Evidentemente, tudo isso importa, mas será urgente que órgãos de aplicação das leis, como Ministério Público e Polícia Federal, em colaboração com tribunais e auxiliares da Justiça e Poder Executivo, caminhem com medidas emergenciais institucionais e legais para recuperação da integridade da informação no ambiente digital e proteção da integridade das vítimas. Curiosamente, isso ainda passa pelo recurso a instrumentos legais no direito brasileiro, como a Constituição, tratados e convenções de que o Brasil é parte e o próprio Marco Civil da Internet, celebrando seus 10 anos de vigência. 

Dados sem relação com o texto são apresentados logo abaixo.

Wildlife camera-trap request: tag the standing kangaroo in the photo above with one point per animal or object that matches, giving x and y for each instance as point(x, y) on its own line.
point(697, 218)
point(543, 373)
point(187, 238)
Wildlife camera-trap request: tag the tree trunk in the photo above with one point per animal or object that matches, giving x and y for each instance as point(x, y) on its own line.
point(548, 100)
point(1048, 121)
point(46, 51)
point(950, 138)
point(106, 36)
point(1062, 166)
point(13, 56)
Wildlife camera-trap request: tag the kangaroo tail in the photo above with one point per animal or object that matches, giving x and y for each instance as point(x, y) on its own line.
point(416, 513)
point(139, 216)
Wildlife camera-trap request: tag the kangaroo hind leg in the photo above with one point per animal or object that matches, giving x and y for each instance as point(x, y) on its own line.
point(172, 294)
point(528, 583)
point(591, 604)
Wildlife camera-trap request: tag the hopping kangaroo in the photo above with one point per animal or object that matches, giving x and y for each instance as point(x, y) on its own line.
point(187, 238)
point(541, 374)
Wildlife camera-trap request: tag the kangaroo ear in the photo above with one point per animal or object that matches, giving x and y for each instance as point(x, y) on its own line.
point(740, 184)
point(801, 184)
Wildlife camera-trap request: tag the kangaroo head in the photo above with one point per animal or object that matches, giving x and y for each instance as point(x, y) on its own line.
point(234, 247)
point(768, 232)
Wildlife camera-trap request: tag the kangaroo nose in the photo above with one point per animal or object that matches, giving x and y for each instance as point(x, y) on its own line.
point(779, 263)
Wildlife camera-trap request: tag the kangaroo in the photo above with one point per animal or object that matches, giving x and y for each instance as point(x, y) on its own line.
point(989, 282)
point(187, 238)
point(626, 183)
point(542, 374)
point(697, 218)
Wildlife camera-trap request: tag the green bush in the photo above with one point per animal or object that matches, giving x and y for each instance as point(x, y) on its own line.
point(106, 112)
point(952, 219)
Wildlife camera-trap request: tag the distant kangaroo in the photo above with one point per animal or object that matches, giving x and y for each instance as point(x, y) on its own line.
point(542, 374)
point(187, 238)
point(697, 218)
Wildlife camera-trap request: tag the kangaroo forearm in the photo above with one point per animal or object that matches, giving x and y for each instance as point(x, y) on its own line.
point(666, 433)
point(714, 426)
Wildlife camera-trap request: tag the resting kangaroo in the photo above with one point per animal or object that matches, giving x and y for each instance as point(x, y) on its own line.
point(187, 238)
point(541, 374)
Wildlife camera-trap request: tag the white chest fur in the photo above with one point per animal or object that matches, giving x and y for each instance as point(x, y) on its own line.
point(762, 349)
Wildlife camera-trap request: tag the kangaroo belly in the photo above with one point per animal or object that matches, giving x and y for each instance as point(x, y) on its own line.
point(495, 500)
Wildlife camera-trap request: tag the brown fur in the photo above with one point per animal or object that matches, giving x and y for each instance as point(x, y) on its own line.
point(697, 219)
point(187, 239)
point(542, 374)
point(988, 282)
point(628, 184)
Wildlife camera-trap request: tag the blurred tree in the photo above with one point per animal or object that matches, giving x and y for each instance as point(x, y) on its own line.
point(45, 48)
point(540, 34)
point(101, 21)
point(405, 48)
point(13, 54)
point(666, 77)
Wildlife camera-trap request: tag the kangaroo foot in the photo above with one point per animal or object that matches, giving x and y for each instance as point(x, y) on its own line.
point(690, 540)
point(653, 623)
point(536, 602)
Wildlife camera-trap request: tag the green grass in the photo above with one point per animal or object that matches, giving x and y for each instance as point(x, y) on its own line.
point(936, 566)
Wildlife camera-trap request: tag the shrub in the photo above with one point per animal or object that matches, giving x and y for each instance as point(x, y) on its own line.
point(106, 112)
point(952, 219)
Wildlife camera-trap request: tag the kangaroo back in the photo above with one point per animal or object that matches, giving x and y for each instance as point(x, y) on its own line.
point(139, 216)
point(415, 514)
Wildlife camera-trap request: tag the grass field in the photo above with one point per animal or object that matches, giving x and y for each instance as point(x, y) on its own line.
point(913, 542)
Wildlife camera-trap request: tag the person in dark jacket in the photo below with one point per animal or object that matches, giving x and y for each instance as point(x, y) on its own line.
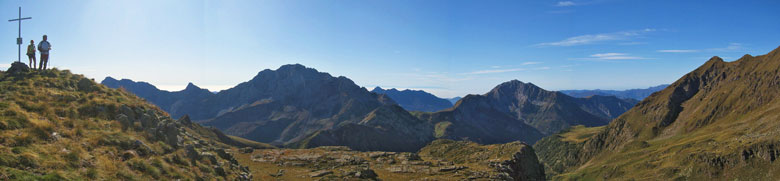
point(31, 54)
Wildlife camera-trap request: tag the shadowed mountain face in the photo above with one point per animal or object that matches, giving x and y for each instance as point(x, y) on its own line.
point(301, 107)
point(521, 111)
point(170, 102)
point(415, 100)
point(637, 94)
point(454, 100)
point(718, 121)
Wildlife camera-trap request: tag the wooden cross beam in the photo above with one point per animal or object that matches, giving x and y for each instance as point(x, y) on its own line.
point(19, 39)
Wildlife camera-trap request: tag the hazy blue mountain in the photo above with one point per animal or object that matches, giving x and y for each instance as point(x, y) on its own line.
point(454, 100)
point(637, 94)
point(521, 111)
point(299, 107)
point(168, 101)
point(415, 100)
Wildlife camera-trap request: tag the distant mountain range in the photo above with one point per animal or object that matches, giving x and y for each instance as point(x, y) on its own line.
point(296, 106)
point(719, 121)
point(454, 100)
point(637, 94)
point(171, 102)
point(521, 111)
point(299, 107)
point(415, 100)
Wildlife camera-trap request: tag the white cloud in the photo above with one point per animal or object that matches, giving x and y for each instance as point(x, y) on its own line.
point(565, 3)
point(494, 71)
point(678, 51)
point(530, 63)
point(730, 48)
point(613, 56)
point(595, 38)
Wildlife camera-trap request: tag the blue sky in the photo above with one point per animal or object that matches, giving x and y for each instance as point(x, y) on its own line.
point(449, 48)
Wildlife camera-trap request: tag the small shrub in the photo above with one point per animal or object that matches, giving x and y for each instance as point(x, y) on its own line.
point(92, 173)
point(28, 160)
point(141, 166)
point(7, 160)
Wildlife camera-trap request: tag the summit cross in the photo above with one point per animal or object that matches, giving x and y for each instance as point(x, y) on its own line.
point(19, 39)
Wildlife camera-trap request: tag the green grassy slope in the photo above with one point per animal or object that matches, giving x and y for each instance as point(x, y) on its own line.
point(55, 125)
point(718, 122)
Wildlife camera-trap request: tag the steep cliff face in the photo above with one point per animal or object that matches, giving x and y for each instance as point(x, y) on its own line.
point(719, 121)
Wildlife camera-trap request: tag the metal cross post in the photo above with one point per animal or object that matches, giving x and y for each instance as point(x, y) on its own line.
point(19, 39)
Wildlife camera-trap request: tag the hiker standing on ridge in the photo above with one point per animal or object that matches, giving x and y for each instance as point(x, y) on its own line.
point(44, 48)
point(31, 54)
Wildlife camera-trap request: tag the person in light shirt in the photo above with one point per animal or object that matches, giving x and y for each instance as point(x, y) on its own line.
point(44, 47)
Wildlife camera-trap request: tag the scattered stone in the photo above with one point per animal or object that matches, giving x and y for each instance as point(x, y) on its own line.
point(278, 173)
point(320, 173)
point(129, 154)
point(366, 174)
point(18, 68)
point(380, 154)
point(142, 148)
point(220, 171)
point(55, 136)
point(451, 168)
point(247, 150)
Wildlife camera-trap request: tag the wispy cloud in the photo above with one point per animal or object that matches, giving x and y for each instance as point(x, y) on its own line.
point(494, 71)
point(498, 69)
point(730, 48)
point(678, 51)
point(596, 38)
point(530, 63)
point(612, 56)
point(565, 3)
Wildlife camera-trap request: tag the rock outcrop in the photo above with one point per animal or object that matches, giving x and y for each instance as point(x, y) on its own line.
point(718, 121)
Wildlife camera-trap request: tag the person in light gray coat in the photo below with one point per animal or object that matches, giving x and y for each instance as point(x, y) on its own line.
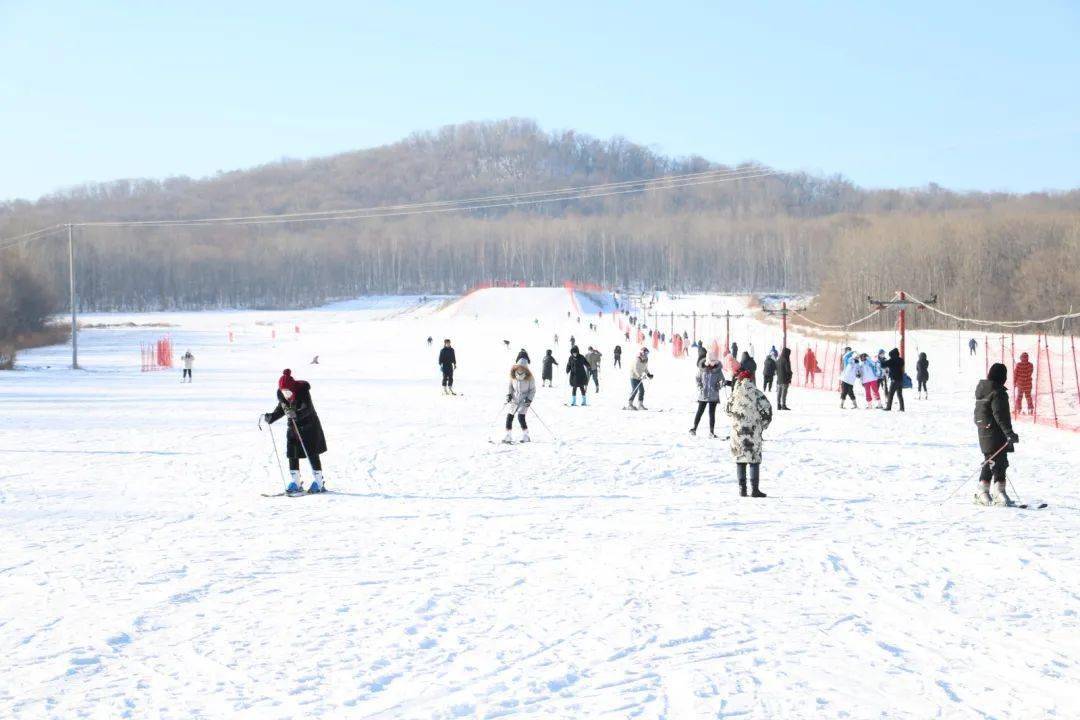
point(523, 389)
point(751, 413)
point(710, 381)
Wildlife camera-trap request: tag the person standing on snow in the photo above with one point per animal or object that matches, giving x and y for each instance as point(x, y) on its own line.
point(594, 365)
point(448, 363)
point(549, 361)
point(784, 376)
point(769, 370)
point(1022, 381)
point(637, 377)
point(751, 413)
point(922, 375)
point(523, 389)
point(189, 361)
point(894, 368)
point(577, 368)
point(305, 435)
point(710, 381)
point(996, 436)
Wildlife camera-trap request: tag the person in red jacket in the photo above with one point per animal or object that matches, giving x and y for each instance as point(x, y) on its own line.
point(1022, 381)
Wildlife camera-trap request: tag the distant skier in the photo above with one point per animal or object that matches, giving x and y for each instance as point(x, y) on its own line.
point(577, 369)
point(751, 413)
point(549, 361)
point(996, 436)
point(637, 377)
point(922, 375)
point(189, 361)
point(594, 366)
point(710, 380)
point(305, 435)
point(769, 370)
point(1022, 381)
point(448, 363)
point(523, 389)
point(784, 376)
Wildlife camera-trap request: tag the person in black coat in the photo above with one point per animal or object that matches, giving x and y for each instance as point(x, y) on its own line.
point(922, 375)
point(305, 435)
point(448, 363)
point(577, 368)
point(894, 368)
point(784, 375)
point(996, 436)
point(549, 361)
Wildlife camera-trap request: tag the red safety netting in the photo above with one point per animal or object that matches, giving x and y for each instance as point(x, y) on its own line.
point(1047, 391)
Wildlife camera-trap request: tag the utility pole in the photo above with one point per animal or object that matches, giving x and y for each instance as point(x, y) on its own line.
point(75, 323)
point(903, 303)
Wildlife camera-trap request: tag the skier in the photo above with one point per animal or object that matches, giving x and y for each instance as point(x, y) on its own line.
point(189, 360)
point(523, 389)
point(448, 363)
point(637, 377)
point(996, 436)
point(577, 368)
point(549, 361)
point(594, 365)
point(1022, 381)
point(784, 376)
point(922, 375)
point(769, 369)
point(751, 413)
point(305, 435)
point(710, 380)
point(894, 368)
point(849, 378)
point(869, 374)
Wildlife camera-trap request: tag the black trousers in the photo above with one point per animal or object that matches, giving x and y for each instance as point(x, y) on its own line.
point(701, 411)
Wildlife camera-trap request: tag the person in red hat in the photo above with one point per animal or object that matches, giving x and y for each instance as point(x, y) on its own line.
point(305, 435)
point(751, 413)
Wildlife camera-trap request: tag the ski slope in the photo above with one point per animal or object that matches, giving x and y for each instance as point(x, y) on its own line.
point(605, 570)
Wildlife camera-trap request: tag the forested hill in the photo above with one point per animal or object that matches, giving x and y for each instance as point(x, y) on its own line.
point(787, 231)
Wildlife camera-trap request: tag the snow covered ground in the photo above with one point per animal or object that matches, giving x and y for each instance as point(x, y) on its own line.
point(605, 570)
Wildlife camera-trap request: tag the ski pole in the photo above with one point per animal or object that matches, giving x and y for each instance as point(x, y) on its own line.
point(976, 472)
point(281, 470)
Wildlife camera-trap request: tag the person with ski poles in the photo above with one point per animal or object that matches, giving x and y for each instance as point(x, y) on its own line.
point(637, 377)
point(577, 369)
point(305, 435)
point(710, 380)
point(520, 395)
point(996, 436)
point(448, 363)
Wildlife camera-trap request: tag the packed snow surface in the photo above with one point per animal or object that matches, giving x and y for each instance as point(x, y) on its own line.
point(608, 569)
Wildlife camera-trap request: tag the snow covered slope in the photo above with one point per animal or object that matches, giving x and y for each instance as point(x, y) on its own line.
point(605, 570)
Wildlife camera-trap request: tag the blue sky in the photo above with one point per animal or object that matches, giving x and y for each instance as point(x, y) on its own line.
point(970, 95)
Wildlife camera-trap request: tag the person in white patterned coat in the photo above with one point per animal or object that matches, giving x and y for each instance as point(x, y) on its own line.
point(523, 389)
point(751, 413)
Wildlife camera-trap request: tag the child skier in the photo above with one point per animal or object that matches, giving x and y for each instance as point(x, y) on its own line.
point(305, 435)
point(577, 368)
point(523, 389)
point(996, 436)
point(751, 413)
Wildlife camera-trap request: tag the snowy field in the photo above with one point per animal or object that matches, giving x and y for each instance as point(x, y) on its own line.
point(608, 572)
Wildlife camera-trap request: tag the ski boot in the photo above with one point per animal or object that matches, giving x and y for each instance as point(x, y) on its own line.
point(294, 484)
point(1001, 498)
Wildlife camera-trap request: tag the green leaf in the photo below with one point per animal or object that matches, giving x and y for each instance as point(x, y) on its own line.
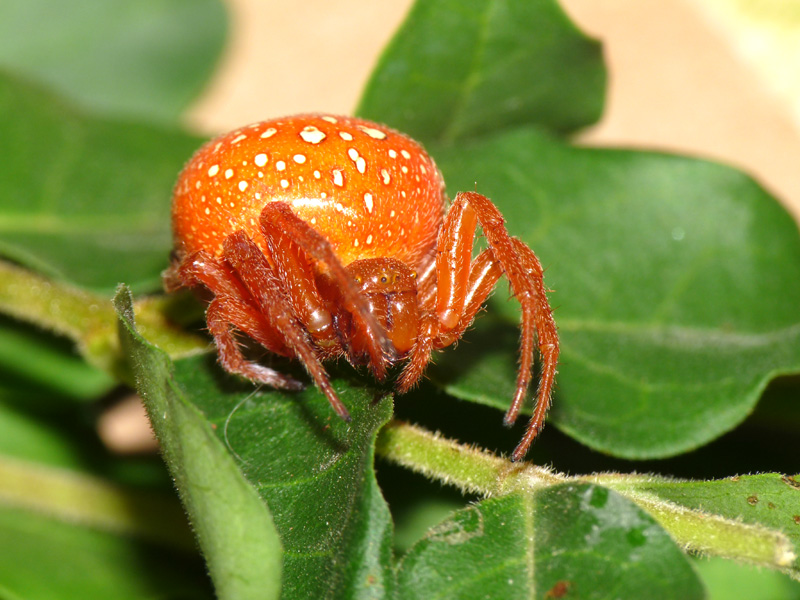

Por isso mesmo, não bastaria a criação de um canal direto de comunicação entre governo e plataformas para notificar e remover conteúdos falsos ou a rotulagem de publicações desinformativas. Isso porque vítimas e afetados no Rio Grande do Sul, hoje, já são triplamente vulneráveis no percurso da tragédia ocorrida: vulneráveis do ponto de vista físico, psíquico e digital. Parece ser crucial, a esta altura, elevar o nível do debate e das ações institucionais para que elas estejam presentes nos trabalhos do Congresso Nacional em uma nova diretriz (se houver?) de regulamentação das plataformas digitais.